Cette affiche du candidat François Mitterrand à l'élection présidentielle de décembre1965 a été abondamment commentée. Face aux affiches en quadrichromie de De Gaulle et au merchandising de Lecanuet, les historiens ont retenu les contraintes budgétaires du candidat « unique de la gauche », sa réticence devant le marketing politique, le sérieux de sa pose devant l'objectif (pour incarner la fonction), son col de chemise mal repassé, le peu d'imagination de sa composition (un photomontage). On a oublié les centaines de milliers de cartes postales avec le portrait du candidat, en couleur et en noir et blanc, les portes-clés « Mitterrand » diffusés lors des meetings, ou l'affichette « Ne vous fâchez pas. Votez Mitterrand » glissée sur les pares-brises des voitures.
 
Deux affiches « officielles » en noir et blanc imprimées le plus souvent sur un papier jaune, parfois blanc, avec le même visuel seront collées. Aucun logo de parti, même pas de la FGDS créée à cette occasion, c'est à un homme que les partis de gauche avec dans l'ordre la SFIO, le PCF, puis le PSU, se sont ralliés entre septembre et octobre 1965, sans accord d'appareil. Sur l'affiche du premier tour François Mitterrand est le « candidat unique de la gauche », sur celle du second (reproduite ici), « le candidat des républicains ». Il s'agit désormais pour lui de rassembler au-delà de la gauche et d'insister, en bas de l'affiche, sur ce qui le distingue de son adversaire : « un président jeune pour une France moderne ».
 
À l'époque personne ne s'étonne du poteau électrique en plein champ au premier plan, et du paysage industriel à l'horizon, avec ses cheminées fumantes, comme symboles de la modernité en marche. D'autant que la vraie nouveauté de cette campagne, c'est la télévision.

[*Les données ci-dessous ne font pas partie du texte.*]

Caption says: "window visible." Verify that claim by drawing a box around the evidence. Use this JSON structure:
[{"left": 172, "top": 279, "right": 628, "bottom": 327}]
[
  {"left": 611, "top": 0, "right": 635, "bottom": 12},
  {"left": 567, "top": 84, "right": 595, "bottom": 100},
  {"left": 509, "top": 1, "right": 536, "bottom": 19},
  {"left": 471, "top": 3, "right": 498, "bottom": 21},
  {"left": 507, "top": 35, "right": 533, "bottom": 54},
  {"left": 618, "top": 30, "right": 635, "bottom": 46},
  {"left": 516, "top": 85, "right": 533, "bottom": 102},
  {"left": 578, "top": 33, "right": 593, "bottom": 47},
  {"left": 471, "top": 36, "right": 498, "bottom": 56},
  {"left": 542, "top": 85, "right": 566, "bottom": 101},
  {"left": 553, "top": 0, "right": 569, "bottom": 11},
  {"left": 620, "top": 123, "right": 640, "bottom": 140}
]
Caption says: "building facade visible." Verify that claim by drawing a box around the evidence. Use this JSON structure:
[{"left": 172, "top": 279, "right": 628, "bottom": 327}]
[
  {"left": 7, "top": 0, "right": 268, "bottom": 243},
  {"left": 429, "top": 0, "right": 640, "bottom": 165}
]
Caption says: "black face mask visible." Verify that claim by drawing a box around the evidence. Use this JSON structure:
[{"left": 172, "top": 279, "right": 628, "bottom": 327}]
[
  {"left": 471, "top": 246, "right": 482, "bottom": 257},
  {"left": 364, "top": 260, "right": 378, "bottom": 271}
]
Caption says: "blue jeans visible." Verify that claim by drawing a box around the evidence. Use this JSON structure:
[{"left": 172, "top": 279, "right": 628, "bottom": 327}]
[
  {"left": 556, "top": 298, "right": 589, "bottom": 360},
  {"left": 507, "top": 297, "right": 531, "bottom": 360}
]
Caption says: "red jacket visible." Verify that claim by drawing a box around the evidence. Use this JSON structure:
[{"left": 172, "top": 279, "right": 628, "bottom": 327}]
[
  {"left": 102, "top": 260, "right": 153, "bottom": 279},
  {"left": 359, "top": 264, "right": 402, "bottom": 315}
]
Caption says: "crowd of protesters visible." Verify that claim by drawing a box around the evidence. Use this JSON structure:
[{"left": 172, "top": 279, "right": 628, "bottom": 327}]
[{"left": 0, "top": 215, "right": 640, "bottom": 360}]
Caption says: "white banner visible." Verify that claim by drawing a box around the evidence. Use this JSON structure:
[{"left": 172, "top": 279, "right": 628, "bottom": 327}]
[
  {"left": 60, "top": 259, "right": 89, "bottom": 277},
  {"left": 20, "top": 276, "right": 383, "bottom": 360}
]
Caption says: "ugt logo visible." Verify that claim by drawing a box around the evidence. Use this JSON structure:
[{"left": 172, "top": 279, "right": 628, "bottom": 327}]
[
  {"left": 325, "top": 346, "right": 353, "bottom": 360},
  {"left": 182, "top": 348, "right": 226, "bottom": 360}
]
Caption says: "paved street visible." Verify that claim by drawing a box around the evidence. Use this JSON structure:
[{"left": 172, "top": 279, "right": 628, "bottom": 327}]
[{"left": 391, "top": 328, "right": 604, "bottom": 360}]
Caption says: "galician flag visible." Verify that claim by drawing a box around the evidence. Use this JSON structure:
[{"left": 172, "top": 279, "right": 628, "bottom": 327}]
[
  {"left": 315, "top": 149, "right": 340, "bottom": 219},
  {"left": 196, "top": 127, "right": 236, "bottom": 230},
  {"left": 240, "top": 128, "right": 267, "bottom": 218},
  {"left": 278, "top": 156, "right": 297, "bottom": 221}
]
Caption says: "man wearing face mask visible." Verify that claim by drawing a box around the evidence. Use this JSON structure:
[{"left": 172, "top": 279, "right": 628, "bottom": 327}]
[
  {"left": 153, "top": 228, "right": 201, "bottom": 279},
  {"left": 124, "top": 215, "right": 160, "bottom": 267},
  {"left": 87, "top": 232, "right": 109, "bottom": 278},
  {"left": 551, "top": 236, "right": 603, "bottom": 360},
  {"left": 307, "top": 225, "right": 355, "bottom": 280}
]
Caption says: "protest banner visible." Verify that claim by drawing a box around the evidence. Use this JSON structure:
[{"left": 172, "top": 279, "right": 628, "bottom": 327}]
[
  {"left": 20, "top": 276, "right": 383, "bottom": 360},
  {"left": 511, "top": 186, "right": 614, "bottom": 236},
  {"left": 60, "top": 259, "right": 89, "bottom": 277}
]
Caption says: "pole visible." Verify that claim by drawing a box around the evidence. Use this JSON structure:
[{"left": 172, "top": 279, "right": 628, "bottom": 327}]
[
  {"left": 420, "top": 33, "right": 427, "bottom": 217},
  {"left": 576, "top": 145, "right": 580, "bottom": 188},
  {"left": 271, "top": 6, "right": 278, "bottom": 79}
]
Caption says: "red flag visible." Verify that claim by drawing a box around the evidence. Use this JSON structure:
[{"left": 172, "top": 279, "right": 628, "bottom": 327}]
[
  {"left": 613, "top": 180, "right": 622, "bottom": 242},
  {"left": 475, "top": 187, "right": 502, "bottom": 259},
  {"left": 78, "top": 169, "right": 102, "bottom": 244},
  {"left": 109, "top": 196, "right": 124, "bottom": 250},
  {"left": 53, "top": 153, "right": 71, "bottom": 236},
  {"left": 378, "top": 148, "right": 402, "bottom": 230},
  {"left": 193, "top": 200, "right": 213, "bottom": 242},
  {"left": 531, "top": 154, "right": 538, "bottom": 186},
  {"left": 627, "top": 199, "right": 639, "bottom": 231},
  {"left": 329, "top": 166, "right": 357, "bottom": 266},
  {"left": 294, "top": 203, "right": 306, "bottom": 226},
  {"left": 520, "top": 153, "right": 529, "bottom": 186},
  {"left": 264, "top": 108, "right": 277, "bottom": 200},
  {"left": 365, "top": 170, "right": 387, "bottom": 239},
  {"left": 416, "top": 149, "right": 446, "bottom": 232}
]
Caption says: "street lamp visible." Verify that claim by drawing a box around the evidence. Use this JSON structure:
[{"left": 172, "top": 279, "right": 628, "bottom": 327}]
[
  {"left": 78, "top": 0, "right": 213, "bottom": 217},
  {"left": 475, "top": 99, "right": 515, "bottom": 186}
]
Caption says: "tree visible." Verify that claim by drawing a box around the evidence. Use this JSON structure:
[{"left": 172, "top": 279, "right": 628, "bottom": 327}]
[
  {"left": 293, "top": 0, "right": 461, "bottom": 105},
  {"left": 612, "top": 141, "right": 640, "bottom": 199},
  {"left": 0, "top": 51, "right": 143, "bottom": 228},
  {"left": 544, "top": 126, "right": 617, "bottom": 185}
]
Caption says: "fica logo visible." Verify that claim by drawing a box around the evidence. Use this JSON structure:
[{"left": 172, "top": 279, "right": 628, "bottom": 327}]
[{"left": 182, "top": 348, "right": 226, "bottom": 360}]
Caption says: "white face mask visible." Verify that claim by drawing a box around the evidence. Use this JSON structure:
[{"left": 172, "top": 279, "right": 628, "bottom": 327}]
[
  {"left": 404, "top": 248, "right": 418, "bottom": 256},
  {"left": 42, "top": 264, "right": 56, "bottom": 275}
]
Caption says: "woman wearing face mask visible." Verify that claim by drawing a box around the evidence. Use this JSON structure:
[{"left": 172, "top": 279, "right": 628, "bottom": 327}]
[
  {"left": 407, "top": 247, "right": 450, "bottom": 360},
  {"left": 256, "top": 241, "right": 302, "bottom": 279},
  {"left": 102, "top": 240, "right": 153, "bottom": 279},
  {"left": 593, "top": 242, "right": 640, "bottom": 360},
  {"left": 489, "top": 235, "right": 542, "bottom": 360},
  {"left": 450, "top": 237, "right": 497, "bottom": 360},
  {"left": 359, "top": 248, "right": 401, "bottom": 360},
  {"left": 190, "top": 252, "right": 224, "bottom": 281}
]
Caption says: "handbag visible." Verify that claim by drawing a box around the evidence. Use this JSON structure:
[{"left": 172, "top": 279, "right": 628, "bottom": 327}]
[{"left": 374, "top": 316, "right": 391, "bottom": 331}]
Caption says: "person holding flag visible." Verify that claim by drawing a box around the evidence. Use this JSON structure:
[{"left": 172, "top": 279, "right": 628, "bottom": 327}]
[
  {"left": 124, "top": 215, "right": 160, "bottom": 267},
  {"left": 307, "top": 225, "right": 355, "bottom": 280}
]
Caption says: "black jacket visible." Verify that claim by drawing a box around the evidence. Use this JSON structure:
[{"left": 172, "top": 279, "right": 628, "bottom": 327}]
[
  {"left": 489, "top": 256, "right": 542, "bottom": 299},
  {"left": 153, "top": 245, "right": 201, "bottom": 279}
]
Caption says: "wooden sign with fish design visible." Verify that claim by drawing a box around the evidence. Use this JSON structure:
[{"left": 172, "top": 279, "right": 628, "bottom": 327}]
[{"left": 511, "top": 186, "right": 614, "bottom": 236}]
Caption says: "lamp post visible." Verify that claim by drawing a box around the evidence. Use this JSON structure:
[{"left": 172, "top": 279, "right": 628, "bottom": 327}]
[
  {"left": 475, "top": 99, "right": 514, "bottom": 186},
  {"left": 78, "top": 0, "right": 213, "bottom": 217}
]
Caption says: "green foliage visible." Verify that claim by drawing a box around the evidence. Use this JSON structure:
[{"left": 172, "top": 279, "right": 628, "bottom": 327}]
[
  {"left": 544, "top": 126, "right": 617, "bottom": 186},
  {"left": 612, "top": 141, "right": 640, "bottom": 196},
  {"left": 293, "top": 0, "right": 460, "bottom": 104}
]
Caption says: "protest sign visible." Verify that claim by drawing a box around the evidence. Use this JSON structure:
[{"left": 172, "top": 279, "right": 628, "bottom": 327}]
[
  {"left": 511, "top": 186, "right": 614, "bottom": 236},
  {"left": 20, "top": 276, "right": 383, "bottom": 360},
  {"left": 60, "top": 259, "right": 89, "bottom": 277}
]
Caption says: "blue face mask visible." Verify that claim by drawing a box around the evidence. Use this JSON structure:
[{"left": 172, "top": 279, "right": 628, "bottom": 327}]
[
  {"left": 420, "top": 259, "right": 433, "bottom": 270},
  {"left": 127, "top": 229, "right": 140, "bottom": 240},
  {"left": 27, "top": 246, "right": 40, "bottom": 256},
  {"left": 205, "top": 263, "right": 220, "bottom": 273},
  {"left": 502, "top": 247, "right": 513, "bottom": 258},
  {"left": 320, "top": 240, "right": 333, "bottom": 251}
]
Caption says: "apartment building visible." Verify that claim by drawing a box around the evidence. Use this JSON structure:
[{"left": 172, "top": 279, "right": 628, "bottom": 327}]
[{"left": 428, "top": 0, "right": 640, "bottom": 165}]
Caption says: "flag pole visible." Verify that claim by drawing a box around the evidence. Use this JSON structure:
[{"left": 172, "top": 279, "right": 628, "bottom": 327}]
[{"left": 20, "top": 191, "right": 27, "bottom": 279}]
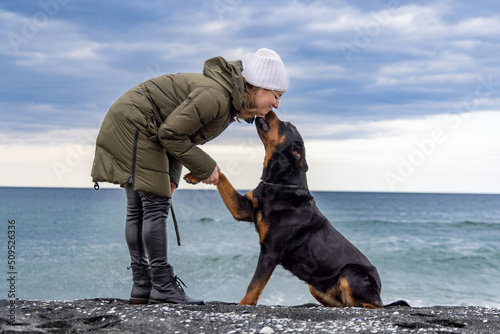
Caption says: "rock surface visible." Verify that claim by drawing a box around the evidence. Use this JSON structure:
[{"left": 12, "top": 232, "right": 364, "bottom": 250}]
[{"left": 0, "top": 298, "right": 500, "bottom": 333}]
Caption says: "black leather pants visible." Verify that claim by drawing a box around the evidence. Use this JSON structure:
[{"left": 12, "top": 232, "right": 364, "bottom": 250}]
[{"left": 125, "top": 184, "right": 171, "bottom": 269}]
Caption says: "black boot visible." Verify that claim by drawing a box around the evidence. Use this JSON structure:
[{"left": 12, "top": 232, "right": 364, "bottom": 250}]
[
  {"left": 149, "top": 266, "right": 205, "bottom": 305},
  {"left": 130, "top": 264, "right": 153, "bottom": 304}
]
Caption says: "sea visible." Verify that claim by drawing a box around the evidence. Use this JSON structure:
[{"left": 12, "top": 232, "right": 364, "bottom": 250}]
[{"left": 0, "top": 188, "right": 500, "bottom": 308}]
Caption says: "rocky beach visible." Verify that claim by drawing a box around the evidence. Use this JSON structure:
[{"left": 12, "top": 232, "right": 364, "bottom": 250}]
[{"left": 0, "top": 298, "right": 500, "bottom": 334}]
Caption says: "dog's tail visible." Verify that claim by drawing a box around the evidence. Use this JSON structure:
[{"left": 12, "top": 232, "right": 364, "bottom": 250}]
[{"left": 384, "top": 300, "right": 411, "bottom": 307}]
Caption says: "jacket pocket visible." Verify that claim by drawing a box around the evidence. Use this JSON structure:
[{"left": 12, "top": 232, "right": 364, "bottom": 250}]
[
  {"left": 128, "top": 128, "right": 139, "bottom": 184},
  {"left": 148, "top": 116, "right": 159, "bottom": 142}
]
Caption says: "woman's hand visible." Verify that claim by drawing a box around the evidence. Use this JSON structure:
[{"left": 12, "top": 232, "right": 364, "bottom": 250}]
[{"left": 201, "top": 166, "right": 220, "bottom": 186}]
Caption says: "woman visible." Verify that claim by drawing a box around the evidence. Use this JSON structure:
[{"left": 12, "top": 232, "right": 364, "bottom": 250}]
[{"left": 92, "top": 49, "right": 288, "bottom": 304}]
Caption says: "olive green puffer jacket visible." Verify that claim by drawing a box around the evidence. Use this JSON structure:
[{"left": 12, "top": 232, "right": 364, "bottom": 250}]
[{"left": 91, "top": 57, "right": 244, "bottom": 197}]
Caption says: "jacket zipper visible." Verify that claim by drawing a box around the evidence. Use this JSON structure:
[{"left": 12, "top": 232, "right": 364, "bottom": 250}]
[{"left": 128, "top": 128, "right": 139, "bottom": 184}]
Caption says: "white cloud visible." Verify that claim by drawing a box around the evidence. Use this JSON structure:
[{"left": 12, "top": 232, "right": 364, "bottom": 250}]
[{"left": 0, "top": 111, "right": 500, "bottom": 193}]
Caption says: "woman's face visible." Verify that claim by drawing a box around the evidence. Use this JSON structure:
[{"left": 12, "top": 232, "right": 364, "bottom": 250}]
[{"left": 252, "top": 88, "right": 283, "bottom": 117}]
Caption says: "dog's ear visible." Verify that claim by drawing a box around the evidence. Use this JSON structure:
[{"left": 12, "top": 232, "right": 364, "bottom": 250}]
[{"left": 292, "top": 141, "right": 309, "bottom": 172}]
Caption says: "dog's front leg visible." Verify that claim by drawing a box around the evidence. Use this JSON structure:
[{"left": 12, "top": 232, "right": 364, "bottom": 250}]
[
  {"left": 238, "top": 252, "right": 279, "bottom": 305},
  {"left": 217, "top": 173, "right": 254, "bottom": 222}
]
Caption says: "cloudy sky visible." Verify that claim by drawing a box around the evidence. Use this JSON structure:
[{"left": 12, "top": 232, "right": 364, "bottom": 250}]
[{"left": 0, "top": 0, "right": 500, "bottom": 193}]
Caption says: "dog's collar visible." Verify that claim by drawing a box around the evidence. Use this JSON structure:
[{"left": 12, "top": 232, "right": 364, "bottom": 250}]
[{"left": 260, "top": 180, "right": 305, "bottom": 189}]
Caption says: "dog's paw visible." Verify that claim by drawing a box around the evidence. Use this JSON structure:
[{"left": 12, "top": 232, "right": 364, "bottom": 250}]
[{"left": 184, "top": 173, "right": 200, "bottom": 184}]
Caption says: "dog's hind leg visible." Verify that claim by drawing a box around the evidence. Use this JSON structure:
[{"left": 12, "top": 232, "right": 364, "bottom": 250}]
[
  {"left": 238, "top": 253, "right": 278, "bottom": 305},
  {"left": 309, "top": 285, "right": 344, "bottom": 307},
  {"left": 309, "top": 277, "right": 382, "bottom": 308}
]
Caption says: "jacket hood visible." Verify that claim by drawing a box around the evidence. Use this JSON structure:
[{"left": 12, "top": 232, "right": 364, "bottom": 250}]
[{"left": 203, "top": 57, "right": 245, "bottom": 110}]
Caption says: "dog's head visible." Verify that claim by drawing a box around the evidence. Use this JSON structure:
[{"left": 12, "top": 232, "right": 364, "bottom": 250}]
[{"left": 255, "top": 111, "right": 308, "bottom": 185}]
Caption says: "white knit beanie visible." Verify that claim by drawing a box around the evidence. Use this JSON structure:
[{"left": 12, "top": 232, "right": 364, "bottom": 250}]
[{"left": 241, "top": 48, "right": 288, "bottom": 92}]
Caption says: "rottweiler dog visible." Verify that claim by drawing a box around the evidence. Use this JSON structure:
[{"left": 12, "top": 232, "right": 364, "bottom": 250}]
[{"left": 184, "top": 111, "right": 401, "bottom": 308}]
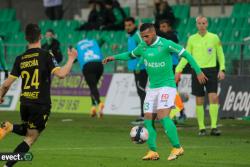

Ces deux affiches ne s'inscrivent pas dans les évolutions récentes du marketing politique.
 
Cependant, dans sa composition, et les leçons tirées de la « première fois », cette affiche n'est pas sans écho, nous semble-t-il, avec celle devenue iconique de la campagne de 1981. Même genre de montage avec le visage à peine souriant du candidat au premier plan regardant cette fois le spectateur-électeur, avec derrière lui un paysage de la France, clairement rurale cette fois, avec son clocher à la place des cheminées d'usines. Mais l'ancien est modernisé, avec la quadrichromie, une économie de mots, trois pour le slogan « La force tranquille », et moins une présentation du candidat qu'une évidence affirmée en deux mots : « Mitterrand Président ». Cette fois, le visage du candidat est passé du côté gauche de l'affiche mais son regard penche toujours légèrement vers la gauche. En 1988, il ne reste plus que le profil du candidat de la « France unie », sur le côté gauche de l'affiche, portant cette fois son regard sur la droite. Une épure. Un chemin. La première fois appartient désormais au passé.